Just when I think I’ve got this parenting thing down, somebody goes and proves me wrong.
This time it was Bip.
I started teaching Big Brother Boo to read when he was about six years old. He wasn’t too enthusiastic about the process, being a young boy who would rather run around like a crazy person. But we both stuck to it and he learned to read. My torture of choice was Teach Your Child to Read in 100 Easy Lessons, known as 100EZ in the homeschool circles. I liked it for the cheesy title.
At about the same time, four year old Pumpkin Girl insisted she wanted to learn to read, too.
“Ok, ok,” I told her. “Later. When you’re older.”
But she would not be ignored and one day she told me again,”Teach me to read.” And the she dropped that heavy 100EZ book on my lap. Have you seen that book? Almost 400 pages thick!
When I recovered, I let her learn to read. Next thing I knew, girl friend was reading at a second grade level.

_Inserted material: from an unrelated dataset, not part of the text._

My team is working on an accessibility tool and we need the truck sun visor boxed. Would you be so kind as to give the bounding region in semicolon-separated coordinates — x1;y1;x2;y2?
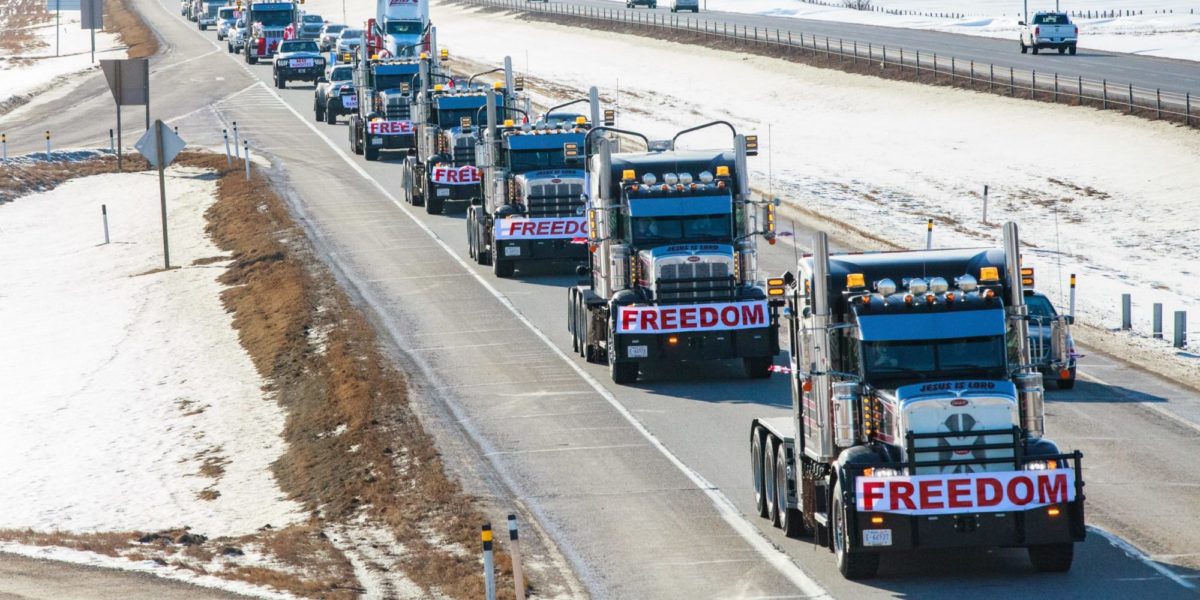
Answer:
857;309;1006;342
627;193;731;218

I don’t think I finished the book with either child. They just didn’t need to since they were both strong readers.
So the years passed and now it was time to teach Bip to read. Out came Ol’ Reliable, 100EZ. I can’t say for sure when the tears started. Lesson 1, maybe? With 99 more lessons looming ahead of us. From day to day, Bip couldn’t seem to remember which sounds the letters make. Ten lessons into it, we quit.
He’s just not ready, I told myself. Boys are often late readers. Yeah, that’s it.
Several months later, we started all over again. It was only slighter easier. Day after day we trudged on, often repeating lessons. Bip was in serious danger of learning to hate reading. I finally shelved 100EZ permanently. I got out some Catholic readers, circa 1950. Bip struggled some, but got through them. We got out the Bob Books, too and he really liked those. Next in line were the Sonlight readers. Then I found a Dick and Jane anthology and Bip sat down and read story after story aloud. He was reading!
Over this past summer we all caught Bip reading various things. Labels, signs, that kind of thing.
“I thought you said you can’t read,” we’d say.
“I can’t,” he’d reply.
Until one day I turned the question around and said, “You can read, can’t you?”
” Yes,” he admitted. Aha!
So now Bip is reading. He is still working his way through the Dick and Jane book. He really enjoys those, as well as the Catholic readers which are very similar in content and illustrations. He reads more and more outside of the context of school.
I really don’t know how it happened or where I go next with him. I like a well laid out plan, 100 easy lessons all bound in one book. I do have a stack of readers that I’ll just let him work through and I’ll teach him phonics rules as they come up. Bip’s not the only one learning here. I’m being challenged by him in many unexpected ways.
But I wouldn’t miss it for the world.